The Magdalen Laundries were run by several Orders of Nuns throughout Ireland for most of the Twentieth Century, the last closing only in 1997. Their heyday was up to the 1970s. The laundry workers were exclusively women and girls who were housed on the premises, were unpaid and subject to a strict regime including long silences and much prayer. Originally they were intended for “ fallen women”, i.e. prostitutes or single women who became pregnant at a time when single parenting was frowned upon and many of the women ostracised, even by their own families.
Later, girls from broken homes or who were judged to be disruptive were lodged in the laundries. Considerable numbers of minors or adolescents were sent to the homes by their families. Myths abounded, particularly against the background of revelations of widespread sexual abuse by Catholic religious which surfaced in the 1980s, culminating in several reports which detailed the dreadful physical, sexual and emotional abuse meted out to children in state financed institutions and orphanages.

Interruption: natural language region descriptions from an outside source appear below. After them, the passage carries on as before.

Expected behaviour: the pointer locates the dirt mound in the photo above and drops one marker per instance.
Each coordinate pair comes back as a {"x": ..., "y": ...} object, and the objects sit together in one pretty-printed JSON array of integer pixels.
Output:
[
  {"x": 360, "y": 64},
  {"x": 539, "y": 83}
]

The Government commissioned a working group of civil servants to ascertain the level of state involvement in the laundries, including whether the state had sent girls in its care into what were in effect workhouses. Its report, still being digested as I write, though less awful than had been anticipated, exposed yet another sad aspect of Irish society in the last century.
Some (8%) had certainly been committed by the state, quite often in the belief that the laundries were a better alternative to prison, but, for most inmates, entry had been “voluntary”, prompted by family, friends, or do gooders, and they had, in theory been free to leave at any time. The problem was that no one appears to have made this clear to the women involved, and while typically the period spent at what was in effect hard labour was around seven months, many women spent years incarcerated, some becoming institutionalised, and many more emotionally scarred and unprepared for life outside.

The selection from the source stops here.